On 6 April 2016 the personal savings allowance (PSA) launched. It allows basic 20% rate taxpayers to earn up to £1,000 a year of savings interest tax-free, higher 40% rate taxpayers can earn £500 and top 45% rate taxpayers don’t get anything. The statutory interest from PPI payouts counts within your personal savings allowance.

Yet unlike savings which are now paid without any tax taken off, PPI payouts still automatically have 20% tax deducted before you get it. So if, like most people, you haven’t earned over your PSA in the year your PPI claim was repaid, then you can claim it back.

(It’s worth noting you can actually claim back tax as far as the 2015/16 year, the year before the PSA launched, but then it only really applies to people who were non taxpayers at the time.)

If you’re a taxpayer and the total interest earned from savings and PPI statutory interest is less than your personal savings allowance, you are due all PPI tax paid back.
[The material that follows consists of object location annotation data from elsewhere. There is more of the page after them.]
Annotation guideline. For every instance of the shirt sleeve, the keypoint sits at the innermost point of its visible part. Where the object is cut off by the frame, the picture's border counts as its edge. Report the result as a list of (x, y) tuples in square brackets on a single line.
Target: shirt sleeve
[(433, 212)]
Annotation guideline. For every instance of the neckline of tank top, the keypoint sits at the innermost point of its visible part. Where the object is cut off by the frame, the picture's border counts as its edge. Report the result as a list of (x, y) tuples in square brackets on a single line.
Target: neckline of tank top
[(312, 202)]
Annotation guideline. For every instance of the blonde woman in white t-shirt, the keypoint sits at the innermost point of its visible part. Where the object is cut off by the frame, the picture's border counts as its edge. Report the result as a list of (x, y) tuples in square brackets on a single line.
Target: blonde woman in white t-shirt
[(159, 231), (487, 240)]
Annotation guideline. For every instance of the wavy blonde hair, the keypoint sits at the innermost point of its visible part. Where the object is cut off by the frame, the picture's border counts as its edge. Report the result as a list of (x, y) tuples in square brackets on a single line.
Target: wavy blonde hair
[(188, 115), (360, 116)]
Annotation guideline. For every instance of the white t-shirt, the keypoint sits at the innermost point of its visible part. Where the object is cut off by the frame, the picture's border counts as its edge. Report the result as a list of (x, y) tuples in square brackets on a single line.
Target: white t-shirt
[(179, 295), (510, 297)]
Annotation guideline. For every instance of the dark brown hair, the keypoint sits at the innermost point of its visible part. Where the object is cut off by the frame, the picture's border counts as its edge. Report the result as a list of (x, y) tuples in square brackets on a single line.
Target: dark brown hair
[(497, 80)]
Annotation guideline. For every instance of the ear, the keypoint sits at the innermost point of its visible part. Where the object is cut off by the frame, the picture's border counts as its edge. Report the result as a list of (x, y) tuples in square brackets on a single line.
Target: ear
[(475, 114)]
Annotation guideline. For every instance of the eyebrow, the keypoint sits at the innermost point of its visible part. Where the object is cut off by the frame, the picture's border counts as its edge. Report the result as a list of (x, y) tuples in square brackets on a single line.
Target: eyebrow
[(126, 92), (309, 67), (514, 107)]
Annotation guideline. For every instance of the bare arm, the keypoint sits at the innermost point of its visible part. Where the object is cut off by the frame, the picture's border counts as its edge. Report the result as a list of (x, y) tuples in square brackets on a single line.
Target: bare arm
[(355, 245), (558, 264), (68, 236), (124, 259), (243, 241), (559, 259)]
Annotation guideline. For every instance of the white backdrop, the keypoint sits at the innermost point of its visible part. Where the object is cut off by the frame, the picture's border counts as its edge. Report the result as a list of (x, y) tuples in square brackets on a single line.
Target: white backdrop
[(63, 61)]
If the combined amount pushed you over the threshold, you should only pay tax on the amount above it. Take this example:

Betty Basicrate is a 20% taxpayer. In 2017, she…

A) Earned £200 interest on her savings.

B) Got a PPI payout, which included £850 of statutory interest.

So her total interest for the year was £1,050 – 50 quid over her personal savings allowance. Therefore, she should only pay 20% tax on the £50 over her personal savings allowance (so £10 tax) and the rest is tax-free. As the PPI automatically had £170 tax taken off it, she is due £160 tax back.

How do people reclaim this?

For full details on how the tax on PPI payments work, and help with the form to reclaim it, read Martin’s ‘Reclaim tax on PPI payments’ blog, but briefly…

To reclaim the tax you’ll need to fill in the online (or you can post it if you need)R40 form (or form R43 if living overseas). It’s a bit complicated but if you read my blog linked above, it should help walk you through it. Higher or additional-rate taxpayers will need to declare the extra income (just the statutory interest, not the other parts of the refund) to HMRC to ensure they pay the correct tax.